Privilégiez des crèmes hydratantes de textures riches. Appliquez votre soin du bout des doigts sur le front, les joues et le cou. Puis lissez du centre vers les contours du visage. Et en cas de rougeurs, préférez des crèmes apaisantes pour peaux hypersensibles. Vous pouvez aussi utiliser un masque hydratant 1 à 3 fois par semaine en couche épaisse, en laissant poser 5 à 10 minutes. Et pourquoi pas des compresses d'eau thermale, aux vertus apaisantes, sur le visage et cou.
Le contour des yeux et les lèvres ont aussi besoin d’hydratation. Pour les premiers, déposez chaque jour, du bout des doigts, un soin apaisant « contour des yeux ». Et pourquoi pas, lorsque vous posez votre masque visage, en profiter pour faire des compresses d’eau thermale sur les paupières ? Pour les lèvres, utilisez un baume stick au cold cream 2 à 3 fois par jour. Point positif : vous pouvez appliquer votre rouge à lèvres par-dessus. Dernier point, si vos lèvres sont gercées, utilisez un baume réparateur.
After hair loss, the scalp is extremely sensitive. The skin can become irritated, dry and flaky. Gently wash your head with warm water and massage gently. You can use a gel, a washing oil, a dermatological bar (without soap). After drying gently, apply a moisturizing or anti-itching cream.

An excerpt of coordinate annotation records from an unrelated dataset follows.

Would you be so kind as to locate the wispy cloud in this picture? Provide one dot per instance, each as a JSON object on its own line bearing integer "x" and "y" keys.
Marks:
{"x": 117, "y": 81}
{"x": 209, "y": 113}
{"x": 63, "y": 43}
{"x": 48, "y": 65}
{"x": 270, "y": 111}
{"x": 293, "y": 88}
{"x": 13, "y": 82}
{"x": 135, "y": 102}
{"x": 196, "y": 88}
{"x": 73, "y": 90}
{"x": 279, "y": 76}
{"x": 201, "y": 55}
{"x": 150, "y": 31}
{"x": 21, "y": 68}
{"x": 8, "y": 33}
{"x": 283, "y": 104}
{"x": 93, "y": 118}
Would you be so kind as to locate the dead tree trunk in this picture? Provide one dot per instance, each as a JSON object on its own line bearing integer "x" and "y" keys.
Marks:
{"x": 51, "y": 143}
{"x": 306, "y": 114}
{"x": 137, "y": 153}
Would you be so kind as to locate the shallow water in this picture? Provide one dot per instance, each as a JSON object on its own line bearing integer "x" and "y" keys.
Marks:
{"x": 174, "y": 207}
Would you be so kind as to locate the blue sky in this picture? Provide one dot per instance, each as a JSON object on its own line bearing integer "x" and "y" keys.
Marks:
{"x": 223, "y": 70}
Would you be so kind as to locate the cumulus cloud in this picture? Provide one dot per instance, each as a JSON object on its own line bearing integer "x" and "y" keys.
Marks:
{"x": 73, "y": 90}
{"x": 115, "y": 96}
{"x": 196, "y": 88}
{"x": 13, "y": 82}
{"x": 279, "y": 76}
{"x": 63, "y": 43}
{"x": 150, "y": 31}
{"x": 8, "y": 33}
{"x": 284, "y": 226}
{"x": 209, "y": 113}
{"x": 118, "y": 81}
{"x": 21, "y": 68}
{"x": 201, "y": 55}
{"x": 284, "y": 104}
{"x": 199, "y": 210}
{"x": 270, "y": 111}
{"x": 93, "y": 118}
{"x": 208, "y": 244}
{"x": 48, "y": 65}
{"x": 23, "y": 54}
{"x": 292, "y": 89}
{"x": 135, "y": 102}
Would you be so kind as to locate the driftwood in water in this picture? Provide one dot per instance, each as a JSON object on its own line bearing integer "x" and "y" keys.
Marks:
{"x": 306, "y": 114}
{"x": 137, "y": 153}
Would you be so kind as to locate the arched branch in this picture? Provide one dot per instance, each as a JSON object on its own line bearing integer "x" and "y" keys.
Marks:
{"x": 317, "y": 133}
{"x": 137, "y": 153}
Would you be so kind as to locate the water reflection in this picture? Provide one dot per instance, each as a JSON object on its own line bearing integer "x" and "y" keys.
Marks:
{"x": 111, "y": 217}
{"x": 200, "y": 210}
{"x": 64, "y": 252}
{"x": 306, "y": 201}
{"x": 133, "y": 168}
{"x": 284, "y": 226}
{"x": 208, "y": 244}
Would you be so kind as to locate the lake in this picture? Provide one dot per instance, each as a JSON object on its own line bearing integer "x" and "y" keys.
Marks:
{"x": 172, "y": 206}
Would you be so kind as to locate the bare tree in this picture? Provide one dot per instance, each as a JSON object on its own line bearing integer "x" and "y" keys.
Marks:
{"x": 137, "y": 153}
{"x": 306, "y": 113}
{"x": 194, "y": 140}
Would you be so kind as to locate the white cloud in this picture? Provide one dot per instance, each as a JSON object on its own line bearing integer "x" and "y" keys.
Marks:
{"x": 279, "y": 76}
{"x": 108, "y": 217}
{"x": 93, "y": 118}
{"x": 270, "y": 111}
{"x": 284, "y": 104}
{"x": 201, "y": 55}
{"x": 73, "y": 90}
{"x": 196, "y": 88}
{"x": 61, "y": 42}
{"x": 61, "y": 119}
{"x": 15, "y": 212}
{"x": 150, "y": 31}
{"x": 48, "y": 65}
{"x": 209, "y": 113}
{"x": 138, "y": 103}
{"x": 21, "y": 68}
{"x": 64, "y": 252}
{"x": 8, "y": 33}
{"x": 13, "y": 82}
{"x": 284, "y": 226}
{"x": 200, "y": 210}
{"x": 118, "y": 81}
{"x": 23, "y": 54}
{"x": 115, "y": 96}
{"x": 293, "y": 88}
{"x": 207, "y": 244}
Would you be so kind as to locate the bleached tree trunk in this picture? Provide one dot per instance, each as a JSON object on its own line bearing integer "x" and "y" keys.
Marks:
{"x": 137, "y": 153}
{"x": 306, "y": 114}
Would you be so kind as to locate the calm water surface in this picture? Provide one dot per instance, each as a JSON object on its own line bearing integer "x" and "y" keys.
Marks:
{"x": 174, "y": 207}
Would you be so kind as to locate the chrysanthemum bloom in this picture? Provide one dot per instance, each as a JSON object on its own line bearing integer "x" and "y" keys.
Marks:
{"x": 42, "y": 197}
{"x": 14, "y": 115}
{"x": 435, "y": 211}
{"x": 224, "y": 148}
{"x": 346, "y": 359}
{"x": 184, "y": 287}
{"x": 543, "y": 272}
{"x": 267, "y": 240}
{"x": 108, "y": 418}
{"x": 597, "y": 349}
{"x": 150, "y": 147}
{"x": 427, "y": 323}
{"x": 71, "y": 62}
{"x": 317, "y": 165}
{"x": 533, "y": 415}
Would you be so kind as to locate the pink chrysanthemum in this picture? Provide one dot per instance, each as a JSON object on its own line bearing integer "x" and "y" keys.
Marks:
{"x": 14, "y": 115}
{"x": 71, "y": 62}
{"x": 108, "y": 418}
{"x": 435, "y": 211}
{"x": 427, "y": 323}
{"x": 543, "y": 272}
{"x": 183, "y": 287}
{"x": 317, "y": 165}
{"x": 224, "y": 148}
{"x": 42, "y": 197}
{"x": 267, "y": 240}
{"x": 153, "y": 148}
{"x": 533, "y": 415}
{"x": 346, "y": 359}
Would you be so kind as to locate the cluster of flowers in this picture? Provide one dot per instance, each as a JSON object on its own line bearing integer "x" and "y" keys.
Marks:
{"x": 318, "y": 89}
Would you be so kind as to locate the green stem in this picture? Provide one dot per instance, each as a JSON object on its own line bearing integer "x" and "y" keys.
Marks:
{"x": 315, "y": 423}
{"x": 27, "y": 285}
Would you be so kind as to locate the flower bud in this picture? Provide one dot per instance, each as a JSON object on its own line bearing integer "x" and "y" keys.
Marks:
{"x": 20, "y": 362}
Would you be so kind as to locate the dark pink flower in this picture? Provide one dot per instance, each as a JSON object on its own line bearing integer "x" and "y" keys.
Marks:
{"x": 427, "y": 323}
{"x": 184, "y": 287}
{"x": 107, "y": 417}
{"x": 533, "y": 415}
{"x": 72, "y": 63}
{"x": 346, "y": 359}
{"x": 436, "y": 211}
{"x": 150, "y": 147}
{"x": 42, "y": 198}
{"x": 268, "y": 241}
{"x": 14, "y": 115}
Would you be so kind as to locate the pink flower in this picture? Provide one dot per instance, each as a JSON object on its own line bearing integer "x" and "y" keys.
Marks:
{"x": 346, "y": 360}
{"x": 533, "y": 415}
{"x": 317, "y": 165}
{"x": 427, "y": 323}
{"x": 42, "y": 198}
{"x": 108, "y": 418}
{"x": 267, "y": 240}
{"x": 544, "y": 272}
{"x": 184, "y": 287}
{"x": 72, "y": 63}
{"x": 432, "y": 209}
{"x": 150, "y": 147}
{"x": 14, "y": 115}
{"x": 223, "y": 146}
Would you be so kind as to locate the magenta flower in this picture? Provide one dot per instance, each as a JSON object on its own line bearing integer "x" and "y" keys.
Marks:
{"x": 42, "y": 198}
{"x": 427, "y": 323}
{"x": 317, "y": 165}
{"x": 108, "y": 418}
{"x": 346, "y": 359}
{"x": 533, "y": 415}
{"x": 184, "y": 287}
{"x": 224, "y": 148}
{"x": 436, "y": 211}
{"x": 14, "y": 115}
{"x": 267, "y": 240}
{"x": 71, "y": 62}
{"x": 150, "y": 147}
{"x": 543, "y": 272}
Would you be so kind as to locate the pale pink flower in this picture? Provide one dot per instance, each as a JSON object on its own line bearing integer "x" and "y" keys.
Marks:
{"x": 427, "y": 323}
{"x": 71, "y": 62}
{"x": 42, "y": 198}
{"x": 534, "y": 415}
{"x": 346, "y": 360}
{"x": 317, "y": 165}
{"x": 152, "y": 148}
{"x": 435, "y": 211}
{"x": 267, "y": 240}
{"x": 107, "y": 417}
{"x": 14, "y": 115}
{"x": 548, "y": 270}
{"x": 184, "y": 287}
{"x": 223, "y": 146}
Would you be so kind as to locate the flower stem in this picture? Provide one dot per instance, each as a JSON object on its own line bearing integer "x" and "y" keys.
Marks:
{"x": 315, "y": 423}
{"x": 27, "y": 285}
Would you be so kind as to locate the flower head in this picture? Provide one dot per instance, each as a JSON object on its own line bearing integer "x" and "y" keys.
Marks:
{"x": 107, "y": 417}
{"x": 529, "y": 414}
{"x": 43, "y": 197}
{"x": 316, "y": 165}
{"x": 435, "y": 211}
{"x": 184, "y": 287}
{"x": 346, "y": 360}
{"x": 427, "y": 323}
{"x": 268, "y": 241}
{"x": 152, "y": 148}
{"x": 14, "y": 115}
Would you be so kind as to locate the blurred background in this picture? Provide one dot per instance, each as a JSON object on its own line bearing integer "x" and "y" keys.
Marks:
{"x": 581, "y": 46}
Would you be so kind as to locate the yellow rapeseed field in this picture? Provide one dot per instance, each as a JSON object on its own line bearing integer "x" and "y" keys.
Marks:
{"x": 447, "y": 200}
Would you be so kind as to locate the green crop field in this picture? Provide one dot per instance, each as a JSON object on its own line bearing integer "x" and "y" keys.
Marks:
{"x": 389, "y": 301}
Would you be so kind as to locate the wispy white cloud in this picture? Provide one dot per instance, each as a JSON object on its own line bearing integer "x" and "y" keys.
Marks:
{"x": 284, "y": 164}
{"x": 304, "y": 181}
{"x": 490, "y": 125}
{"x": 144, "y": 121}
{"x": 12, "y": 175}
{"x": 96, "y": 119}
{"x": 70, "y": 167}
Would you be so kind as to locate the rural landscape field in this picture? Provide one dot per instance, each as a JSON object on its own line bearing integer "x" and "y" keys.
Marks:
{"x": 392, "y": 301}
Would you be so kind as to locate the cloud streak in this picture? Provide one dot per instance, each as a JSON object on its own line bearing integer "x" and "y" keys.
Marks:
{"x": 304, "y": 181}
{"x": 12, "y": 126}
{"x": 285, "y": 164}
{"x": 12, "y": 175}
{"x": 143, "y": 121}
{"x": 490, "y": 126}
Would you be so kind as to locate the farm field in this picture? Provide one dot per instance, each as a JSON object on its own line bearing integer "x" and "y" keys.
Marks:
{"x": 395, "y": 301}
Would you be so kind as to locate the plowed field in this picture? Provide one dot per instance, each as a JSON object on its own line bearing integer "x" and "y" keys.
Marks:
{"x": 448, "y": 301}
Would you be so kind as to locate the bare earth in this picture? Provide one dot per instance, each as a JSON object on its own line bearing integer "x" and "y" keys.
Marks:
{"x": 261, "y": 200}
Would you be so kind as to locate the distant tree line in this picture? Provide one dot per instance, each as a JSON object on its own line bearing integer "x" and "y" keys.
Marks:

Taking care of your scalp during and after chemotherapy
Start by spreading your emollient between your hands. Then, spread it out in dabs. Finally, massage it into the skin with large, circular movements, gently, without pressing. No need to rub, you could irritate your skin. A council: on a slightly wet skin, the application of the emollient will be even easier.
Treatments can also dry out the skin on your hands and feet. Hand-foot syndrome (redness or severe dryness on the palms and soles of the feet) is a side effect of some chemotherapy or targeted treatments. This makes you more susceptible to cracking and bleeding. Like the rest of your body, think hydration. Even before you see the first signs of irritation, generously coat your hands or feet with an emollient. Tip: for maximum hydration, at bedtime, or even during the day, after applying a thick layer of cream, cover them with gloves or loose cotton socks.
Take care of your hands and feet during cancer treatment.